Als je maar moe genoeg bent, geraak je wel in slaap en valt die jetlag mee. Ervaringsdeskundigen hadden het mij gezegd, en ze bleken gelijk te hebben. Na een vermoeiende vlucht – typisch dat er dan weer een huilende baby naast je komt zitten – en anderhalf uur slaap op 36 uur tijd, was het geen probleem om in slaap te geraken bij de eerste nacht in Tokio. Geslapen als een roosje.
Als je honderd euro per nacht neertelt verwacht je een lekker ontbijtje, maar dat viel wat tegen. Het aanbod bestond uit witte boterhammen met confituur en tomatensoep.

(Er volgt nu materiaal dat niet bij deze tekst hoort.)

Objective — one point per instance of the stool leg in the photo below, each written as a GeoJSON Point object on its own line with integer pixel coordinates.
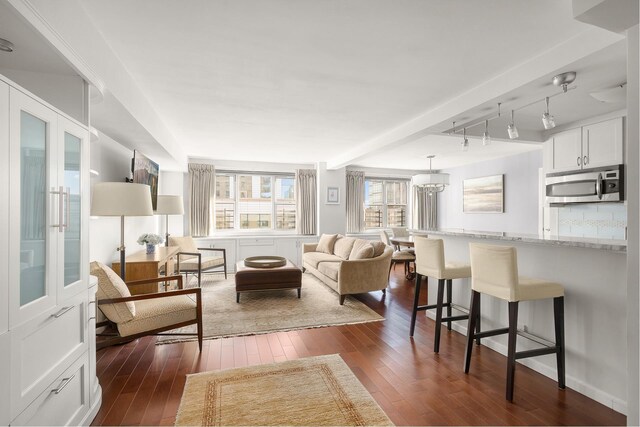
{"type": "Point", "coordinates": [415, 304]}
{"type": "Point", "coordinates": [449, 293]}
{"type": "Point", "coordinates": [558, 311]}
{"type": "Point", "coordinates": [478, 321]}
{"type": "Point", "coordinates": [474, 312]}
{"type": "Point", "coordinates": [511, 348]}
{"type": "Point", "coordinates": [439, 303]}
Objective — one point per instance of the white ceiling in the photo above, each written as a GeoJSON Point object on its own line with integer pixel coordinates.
{"type": "Point", "coordinates": [303, 80]}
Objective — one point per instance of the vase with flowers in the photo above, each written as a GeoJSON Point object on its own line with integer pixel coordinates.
{"type": "Point", "coordinates": [151, 240]}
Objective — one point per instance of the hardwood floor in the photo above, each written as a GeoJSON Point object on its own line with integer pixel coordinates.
{"type": "Point", "coordinates": [142, 383]}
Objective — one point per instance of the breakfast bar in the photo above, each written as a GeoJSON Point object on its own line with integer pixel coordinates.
{"type": "Point", "coordinates": [593, 273]}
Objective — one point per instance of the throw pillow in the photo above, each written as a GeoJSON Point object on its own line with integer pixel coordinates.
{"type": "Point", "coordinates": [326, 243]}
{"type": "Point", "coordinates": [110, 285]}
{"type": "Point", "coordinates": [378, 248]}
{"type": "Point", "coordinates": [343, 246]}
{"type": "Point", "coordinates": [362, 249]}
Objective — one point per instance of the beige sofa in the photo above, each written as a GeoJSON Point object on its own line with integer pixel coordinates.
{"type": "Point", "coordinates": [348, 276]}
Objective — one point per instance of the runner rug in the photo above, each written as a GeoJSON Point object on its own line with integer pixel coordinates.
{"type": "Point", "coordinates": [314, 391]}
{"type": "Point", "coordinates": [270, 311]}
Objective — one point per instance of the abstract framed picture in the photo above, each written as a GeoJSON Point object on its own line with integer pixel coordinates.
{"type": "Point", "coordinates": [483, 195]}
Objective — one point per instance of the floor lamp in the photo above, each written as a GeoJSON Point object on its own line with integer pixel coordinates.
{"type": "Point", "coordinates": [169, 205]}
{"type": "Point", "coordinates": [121, 199]}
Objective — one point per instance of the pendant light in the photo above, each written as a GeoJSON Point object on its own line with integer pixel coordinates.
{"type": "Point", "coordinates": [547, 119]}
{"type": "Point", "coordinates": [486, 138]}
{"type": "Point", "coordinates": [465, 141]}
{"type": "Point", "coordinates": [512, 129]}
{"type": "Point", "coordinates": [431, 182]}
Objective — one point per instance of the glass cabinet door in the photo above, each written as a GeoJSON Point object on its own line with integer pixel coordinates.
{"type": "Point", "coordinates": [72, 140]}
{"type": "Point", "coordinates": [33, 199]}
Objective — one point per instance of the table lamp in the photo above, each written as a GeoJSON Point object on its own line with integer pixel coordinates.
{"type": "Point", "coordinates": [169, 205]}
{"type": "Point", "coordinates": [121, 199]}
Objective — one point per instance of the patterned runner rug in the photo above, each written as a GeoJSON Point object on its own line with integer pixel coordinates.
{"type": "Point", "coordinates": [314, 391]}
{"type": "Point", "coordinates": [264, 312]}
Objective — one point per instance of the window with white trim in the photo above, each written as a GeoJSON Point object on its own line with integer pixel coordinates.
{"type": "Point", "coordinates": [255, 202]}
{"type": "Point", "coordinates": [385, 203]}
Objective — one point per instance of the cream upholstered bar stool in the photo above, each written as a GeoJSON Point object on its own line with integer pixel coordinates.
{"type": "Point", "coordinates": [494, 272]}
{"type": "Point", "coordinates": [430, 262]}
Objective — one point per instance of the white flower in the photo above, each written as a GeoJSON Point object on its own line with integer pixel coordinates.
{"type": "Point", "coordinates": [150, 239]}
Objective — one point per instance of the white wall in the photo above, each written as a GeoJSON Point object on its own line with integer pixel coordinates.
{"type": "Point", "coordinates": [520, 195]}
{"type": "Point", "coordinates": [113, 162]}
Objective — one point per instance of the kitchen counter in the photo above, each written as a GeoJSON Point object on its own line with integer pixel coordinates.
{"type": "Point", "coordinates": [576, 242]}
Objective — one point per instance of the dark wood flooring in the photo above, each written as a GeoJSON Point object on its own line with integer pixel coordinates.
{"type": "Point", "coordinates": [142, 383]}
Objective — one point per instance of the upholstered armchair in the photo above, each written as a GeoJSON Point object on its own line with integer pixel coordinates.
{"type": "Point", "coordinates": [132, 317]}
{"type": "Point", "coordinates": [192, 261]}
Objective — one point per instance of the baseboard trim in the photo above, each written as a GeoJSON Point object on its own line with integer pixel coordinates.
{"type": "Point", "coordinates": [581, 387]}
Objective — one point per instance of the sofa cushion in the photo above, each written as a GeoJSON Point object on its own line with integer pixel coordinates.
{"type": "Point", "coordinates": [378, 248]}
{"type": "Point", "coordinates": [343, 246]}
{"type": "Point", "coordinates": [315, 258]}
{"type": "Point", "coordinates": [326, 243]}
{"type": "Point", "coordinates": [362, 249]}
{"type": "Point", "coordinates": [110, 285]}
{"type": "Point", "coordinates": [330, 269]}
{"type": "Point", "coordinates": [158, 313]}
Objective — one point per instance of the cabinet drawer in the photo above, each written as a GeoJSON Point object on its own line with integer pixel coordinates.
{"type": "Point", "coordinates": [43, 348]}
{"type": "Point", "coordinates": [63, 402]}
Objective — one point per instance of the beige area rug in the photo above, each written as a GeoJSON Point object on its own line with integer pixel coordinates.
{"type": "Point", "coordinates": [314, 391]}
{"type": "Point", "coordinates": [263, 312]}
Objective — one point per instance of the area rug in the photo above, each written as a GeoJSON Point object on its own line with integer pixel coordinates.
{"type": "Point", "coordinates": [264, 312]}
{"type": "Point", "coordinates": [314, 391]}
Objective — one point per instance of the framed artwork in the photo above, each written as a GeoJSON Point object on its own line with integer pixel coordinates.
{"type": "Point", "coordinates": [333, 195]}
{"type": "Point", "coordinates": [483, 195]}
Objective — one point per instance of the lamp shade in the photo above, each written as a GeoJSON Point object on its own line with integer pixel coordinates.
{"type": "Point", "coordinates": [428, 179]}
{"type": "Point", "coordinates": [170, 205]}
{"type": "Point", "coordinates": [121, 199]}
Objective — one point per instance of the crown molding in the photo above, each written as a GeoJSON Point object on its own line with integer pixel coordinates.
{"type": "Point", "coordinates": [30, 14]}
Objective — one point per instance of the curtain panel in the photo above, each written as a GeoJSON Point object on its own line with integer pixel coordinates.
{"type": "Point", "coordinates": [202, 186]}
{"type": "Point", "coordinates": [355, 201]}
{"type": "Point", "coordinates": [306, 201]}
{"type": "Point", "coordinates": [425, 209]}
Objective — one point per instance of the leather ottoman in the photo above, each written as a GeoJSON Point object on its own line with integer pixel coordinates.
{"type": "Point", "coordinates": [249, 279]}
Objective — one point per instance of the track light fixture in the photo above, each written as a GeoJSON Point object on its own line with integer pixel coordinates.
{"type": "Point", "coordinates": [465, 141]}
{"type": "Point", "coordinates": [547, 119]}
{"type": "Point", "coordinates": [486, 138]}
{"type": "Point", "coordinates": [512, 130]}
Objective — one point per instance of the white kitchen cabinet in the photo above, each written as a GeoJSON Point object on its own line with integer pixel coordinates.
{"type": "Point", "coordinates": [44, 304]}
{"type": "Point", "coordinates": [566, 151]}
{"type": "Point", "coordinates": [595, 145]}
{"type": "Point", "coordinates": [602, 144]}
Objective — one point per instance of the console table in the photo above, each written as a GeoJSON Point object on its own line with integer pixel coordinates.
{"type": "Point", "coordinates": [141, 265]}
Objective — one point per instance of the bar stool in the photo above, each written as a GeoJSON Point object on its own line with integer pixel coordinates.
{"type": "Point", "coordinates": [494, 272]}
{"type": "Point", "coordinates": [430, 263]}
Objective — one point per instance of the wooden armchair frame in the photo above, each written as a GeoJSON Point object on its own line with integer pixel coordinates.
{"type": "Point", "coordinates": [199, 271]}
{"type": "Point", "coordinates": [117, 339]}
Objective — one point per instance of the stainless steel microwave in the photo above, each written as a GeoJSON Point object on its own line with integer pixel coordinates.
{"type": "Point", "coordinates": [585, 186]}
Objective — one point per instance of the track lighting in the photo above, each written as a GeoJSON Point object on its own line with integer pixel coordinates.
{"type": "Point", "coordinates": [547, 119]}
{"type": "Point", "coordinates": [486, 138]}
{"type": "Point", "coordinates": [512, 129]}
{"type": "Point", "coordinates": [465, 141]}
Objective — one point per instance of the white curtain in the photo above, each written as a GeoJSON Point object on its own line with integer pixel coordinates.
{"type": "Point", "coordinates": [425, 209]}
{"type": "Point", "coordinates": [202, 186]}
{"type": "Point", "coordinates": [355, 201]}
{"type": "Point", "coordinates": [306, 201]}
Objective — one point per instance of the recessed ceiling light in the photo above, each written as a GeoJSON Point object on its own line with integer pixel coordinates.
{"type": "Point", "coordinates": [6, 45]}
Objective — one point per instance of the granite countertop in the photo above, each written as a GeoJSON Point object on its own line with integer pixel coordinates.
{"type": "Point", "coordinates": [576, 242]}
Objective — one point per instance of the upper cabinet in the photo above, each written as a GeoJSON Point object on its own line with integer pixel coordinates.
{"type": "Point", "coordinates": [596, 145]}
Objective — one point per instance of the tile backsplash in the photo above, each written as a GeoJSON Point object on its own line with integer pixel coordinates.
{"type": "Point", "coordinates": [599, 220]}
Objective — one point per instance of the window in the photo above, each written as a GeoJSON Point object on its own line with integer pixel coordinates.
{"type": "Point", "coordinates": [385, 203]}
{"type": "Point", "coordinates": [255, 202]}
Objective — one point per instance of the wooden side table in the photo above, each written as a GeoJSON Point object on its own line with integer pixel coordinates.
{"type": "Point", "coordinates": [141, 265]}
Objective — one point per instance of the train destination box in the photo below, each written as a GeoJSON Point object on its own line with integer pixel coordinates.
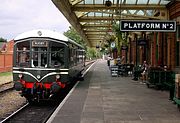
{"type": "Point", "coordinates": [148, 25]}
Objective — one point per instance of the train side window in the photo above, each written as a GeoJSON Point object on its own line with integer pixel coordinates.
{"type": "Point", "coordinates": [57, 55]}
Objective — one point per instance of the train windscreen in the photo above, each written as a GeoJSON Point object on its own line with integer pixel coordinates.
{"type": "Point", "coordinates": [23, 54]}
{"type": "Point", "coordinates": [56, 55]}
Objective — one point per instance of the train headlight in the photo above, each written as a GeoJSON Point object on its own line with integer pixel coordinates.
{"type": "Point", "coordinates": [58, 76]}
{"type": "Point", "coordinates": [38, 76]}
{"type": "Point", "coordinates": [20, 75]}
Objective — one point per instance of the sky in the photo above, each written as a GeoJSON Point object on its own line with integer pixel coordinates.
{"type": "Point", "coordinates": [18, 16]}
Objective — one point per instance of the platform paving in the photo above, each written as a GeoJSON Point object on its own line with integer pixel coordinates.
{"type": "Point", "coordinates": [101, 98]}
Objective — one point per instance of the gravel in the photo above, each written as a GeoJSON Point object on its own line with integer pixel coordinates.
{"type": "Point", "coordinates": [10, 102]}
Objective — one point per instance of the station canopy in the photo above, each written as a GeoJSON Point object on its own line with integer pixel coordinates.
{"type": "Point", "coordinates": [93, 19]}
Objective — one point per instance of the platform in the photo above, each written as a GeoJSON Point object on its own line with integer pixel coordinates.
{"type": "Point", "coordinates": [101, 98]}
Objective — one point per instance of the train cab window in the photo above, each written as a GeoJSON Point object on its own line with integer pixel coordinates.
{"type": "Point", "coordinates": [57, 55]}
{"type": "Point", "coordinates": [39, 57]}
{"type": "Point", "coordinates": [22, 54]}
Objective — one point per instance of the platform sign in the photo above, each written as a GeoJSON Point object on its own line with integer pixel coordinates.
{"type": "Point", "coordinates": [148, 25]}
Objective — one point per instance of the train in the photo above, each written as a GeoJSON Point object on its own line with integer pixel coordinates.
{"type": "Point", "coordinates": [44, 63]}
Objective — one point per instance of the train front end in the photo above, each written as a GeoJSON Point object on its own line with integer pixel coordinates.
{"type": "Point", "coordinates": [39, 68]}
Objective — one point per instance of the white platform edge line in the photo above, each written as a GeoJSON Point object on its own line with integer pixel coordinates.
{"type": "Point", "coordinates": [65, 99]}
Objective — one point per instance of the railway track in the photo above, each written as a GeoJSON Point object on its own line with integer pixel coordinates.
{"type": "Point", "coordinates": [4, 88]}
{"type": "Point", "coordinates": [39, 113]}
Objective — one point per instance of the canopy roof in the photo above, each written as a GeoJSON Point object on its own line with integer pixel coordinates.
{"type": "Point", "coordinates": [93, 19]}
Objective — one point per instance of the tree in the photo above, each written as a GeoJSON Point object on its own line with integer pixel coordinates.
{"type": "Point", "coordinates": [3, 40]}
{"type": "Point", "coordinates": [73, 34]}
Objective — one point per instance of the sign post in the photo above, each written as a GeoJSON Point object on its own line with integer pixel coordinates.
{"type": "Point", "coordinates": [148, 25]}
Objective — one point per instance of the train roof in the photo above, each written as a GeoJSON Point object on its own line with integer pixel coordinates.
{"type": "Point", "coordinates": [43, 33]}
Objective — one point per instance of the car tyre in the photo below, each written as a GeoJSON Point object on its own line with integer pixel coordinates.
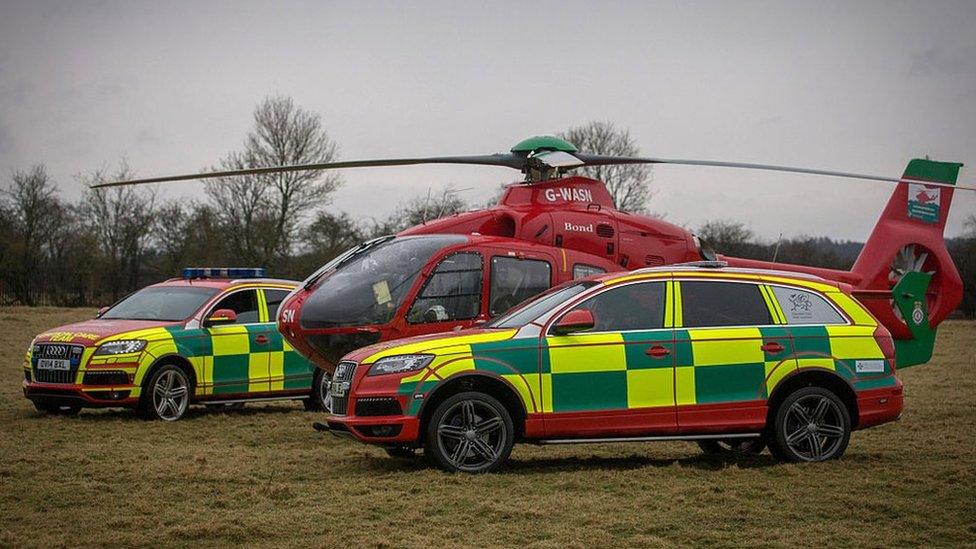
{"type": "Point", "coordinates": [469, 432]}
{"type": "Point", "coordinates": [732, 446]}
{"type": "Point", "coordinates": [320, 399]}
{"type": "Point", "coordinates": [166, 396]}
{"type": "Point", "coordinates": [811, 424]}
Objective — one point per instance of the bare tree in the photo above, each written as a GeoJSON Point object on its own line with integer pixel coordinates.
{"type": "Point", "coordinates": [420, 209]}
{"type": "Point", "coordinates": [727, 237]}
{"type": "Point", "coordinates": [628, 184]}
{"type": "Point", "coordinates": [33, 212]}
{"type": "Point", "coordinates": [262, 213]}
{"type": "Point", "coordinates": [122, 220]}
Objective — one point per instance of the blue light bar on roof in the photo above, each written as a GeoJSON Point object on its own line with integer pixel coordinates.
{"type": "Point", "coordinates": [224, 272]}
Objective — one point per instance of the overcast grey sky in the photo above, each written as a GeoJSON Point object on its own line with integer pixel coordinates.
{"type": "Point", "coordinates": [857, 86]}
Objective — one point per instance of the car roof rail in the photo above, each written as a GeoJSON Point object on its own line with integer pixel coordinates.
{"type": "Point", "coordinates": [703, 264]}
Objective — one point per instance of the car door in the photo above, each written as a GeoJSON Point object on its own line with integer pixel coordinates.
{"type": "Point", "coordinates": [617, 378]}
{"type": "Point", "coordinates": [728, 342]}
{"type": "Point", "coordinates": [288, 371]}
{"type": "Point", "coordinates": [823, 338]}
{"type": "Point", "coordinates": [241, 348]}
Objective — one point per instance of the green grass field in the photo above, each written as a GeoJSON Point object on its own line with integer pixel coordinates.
{"type": "Point", "coordinates": [262, 476]}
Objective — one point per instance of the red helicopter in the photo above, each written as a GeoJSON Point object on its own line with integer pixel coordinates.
{"type": "Point", "coordinates": [461, 270]}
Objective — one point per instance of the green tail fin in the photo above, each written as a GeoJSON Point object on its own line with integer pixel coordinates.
{"type": "Point", "coordinates": [909, 296]}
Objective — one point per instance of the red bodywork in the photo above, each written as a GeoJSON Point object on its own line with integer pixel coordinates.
{"type": "Point", "coordinates": [573, 220]}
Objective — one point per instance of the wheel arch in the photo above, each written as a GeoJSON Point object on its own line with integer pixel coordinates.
{"type": "Point", "coordinates": [172, 359]}
{"type": "Point", "coordinates": [479, 381]}
{"type": "Point", "coordinates": [814, 377]}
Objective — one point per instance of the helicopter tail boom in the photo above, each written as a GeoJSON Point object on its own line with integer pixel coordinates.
{"type": "Point", "coordinates": [904, 274]}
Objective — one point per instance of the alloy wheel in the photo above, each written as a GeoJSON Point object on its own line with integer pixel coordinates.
{"type": "Point", "coordinates": [472, 435]}
{"type": "Point", "coordinates": [814, 428]}
{"type": "Point", "coordinates": [171, 395]}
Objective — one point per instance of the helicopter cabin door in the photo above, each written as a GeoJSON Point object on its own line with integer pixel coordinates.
{"type": "Point", "coordinates": [450, 297]}
{"type": "Point", "coordinates": [590, 231]}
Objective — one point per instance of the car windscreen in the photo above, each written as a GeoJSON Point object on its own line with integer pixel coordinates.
{"type": "Point", "coordinates": [535, 307]}
{"type": "Point", "coordinates": [369, 287]}
{"type": "Point", "coordinates": [163, 303]}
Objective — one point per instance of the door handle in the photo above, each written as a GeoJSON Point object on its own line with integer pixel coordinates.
{"type": "Point", "coordinates": [772, 347]}
{"type": "Point", "coordinates": [657, 352]}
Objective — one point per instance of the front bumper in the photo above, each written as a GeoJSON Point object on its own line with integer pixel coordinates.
{"type": "Point", "coordinates": [381, 430]}
{"type": "Point", "coordinates": [87, 396]}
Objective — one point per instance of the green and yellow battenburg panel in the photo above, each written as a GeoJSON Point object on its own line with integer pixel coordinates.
{"type": "Point", "coordinates": [611, 371]}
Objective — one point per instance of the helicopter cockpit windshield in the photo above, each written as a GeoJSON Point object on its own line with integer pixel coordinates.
{"type": "Point", "coordinates": [367, 287]}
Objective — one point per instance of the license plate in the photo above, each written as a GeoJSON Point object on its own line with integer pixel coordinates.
{"type": "Point", "coordinates": [53, 364]}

Vermits witte boterhammen niet al te voedzaam zijn en ik aan de start van een pittige zestienurenwerkdag stond, toch maar voor een stevige kom soep gegaan. Mijn maag, nog niet goed wakker, dacht er het hare van.
Voor de bananen was het bijbetalen, maar ik had nog een hongertje en het was de 100 yen – 77 eurocent – waard. En voor als u echt geïnteresseerd bent in wat ik eet: ’s middags in het stadion was het noedels met zalm, ’s avonds opnieuw noedels maar dan met scampi. Niets te klagen dus.
Over soep gesproken trouwens. Die wordt hier niet zo heet gegeten als ze wordt opgediend. Figuurlijk dan. Regels zijn één ding, controleren een andere zaak. Veel collega’s hebben ondertussen in de gaten dat niemand je tegenhoudt bij een wandelingetje, al is dat eigenlijk strikt verboden. De zevenenhalve kilometer naar het hotel was mij toch net wat te veel wandelen, de taxi kwam niet opdagen en dus zit ik terwijl ik dit schrijf nog op de bus van de organisatie. Nog een dik uurtje te gaan tot ik mijn bed zie.
Deze morgen kreeg ik wél een taxi te pakken, al liep ook dat niet van een leien dakje. De organisatie voorziet taxi’s specifiek voor olympische atleten en pers, maar toen ik op de vraag “Destination sir?” antwoordde met “Olympic Stadium please” hoorde de chauffeur het in Keulen donderen. Tja, als je als taxichauffeur in een olympische organisatie de woordencombinatie Olympic Stadium niet begrijpt, dan weet je dat het moeilijk wordt. De arme man deed wel zijn best, maar kon geen letter Engels. En ik geen letter Japans, want zo kan je het ook bekijken.
En om het toch nog even over het sportieve te hebben: de piste is buitengewoon snel, zo bewezen de reeksen van de 100 meter bij de vrouwen, waarin er onder de elf seconden gejogd werd. Hier gaan wereldrecords sneuvelen. Wat de Belgen betreft was het één keer boven verwachting met de Mixed Relay en één keer onder verwachting met Isaac Kimeli. Zo gaat dat op internationale kampioenschappen: you win some, you lose some.